India's foreign exchange reserves declined by $9.98 billion to $655.82 billion for the week ending June 12, according to data released by the Reserve Bank of India (RBI) on June 20, 2026. The drop was primarily attributed to a significant decrease in gold reserves, which fell by $4.5 billion to $58.3 billion during the same period.
The RBI's weekly statistical supplement showed that foreign currency assets (FCAs), the largest component of forex reserves, also decreased by $5.2 billion to $572.1 billion. FCAs are expressed in dollar terms and include the effect of appreciation or depreciation of non-US currencies like the euro, pound, and yen held in the reserves.

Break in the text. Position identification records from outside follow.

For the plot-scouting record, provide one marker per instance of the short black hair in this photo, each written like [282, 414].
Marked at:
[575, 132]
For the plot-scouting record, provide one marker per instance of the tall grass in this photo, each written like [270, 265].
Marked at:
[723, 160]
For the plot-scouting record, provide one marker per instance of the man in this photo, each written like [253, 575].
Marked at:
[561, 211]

The decline in gold reserves was partly due to a fall in international gold prices, which dropped by 3% during the week ending June 12. The RBI also reported a decrease in special drawing rights (SDRs) by $0.1 billion to $18.2 billion, while the reserve position in the International Monetary Fund (IMF) remained unchanged at $5.1 billion.

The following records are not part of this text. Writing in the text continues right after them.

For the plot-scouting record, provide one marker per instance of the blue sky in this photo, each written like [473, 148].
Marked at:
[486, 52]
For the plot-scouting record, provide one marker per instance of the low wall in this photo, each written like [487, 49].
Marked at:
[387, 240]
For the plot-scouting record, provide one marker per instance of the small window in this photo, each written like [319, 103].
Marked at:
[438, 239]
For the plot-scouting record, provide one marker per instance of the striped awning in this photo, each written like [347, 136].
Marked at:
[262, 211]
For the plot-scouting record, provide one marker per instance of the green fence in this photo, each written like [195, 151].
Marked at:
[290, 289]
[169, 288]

India's forex reserves had reached an all-time high of $670.1 billion in the week ending May 29, 2026, before the recent decline. The current level of $655.82 billion is still sufficient to cover approximately 11 months of imports, providing a comfortable buffer against external shocks.
Economists noted that the decline in reserves is not a cause for alarm, as it reflects routine portfolio adjustments and valuation changes rather than capital outflows. The RBI continues to intervene in the foreign exchange market to prevent excessive volatility in the rupee, which has remained stable against the US dollar in recent weeks.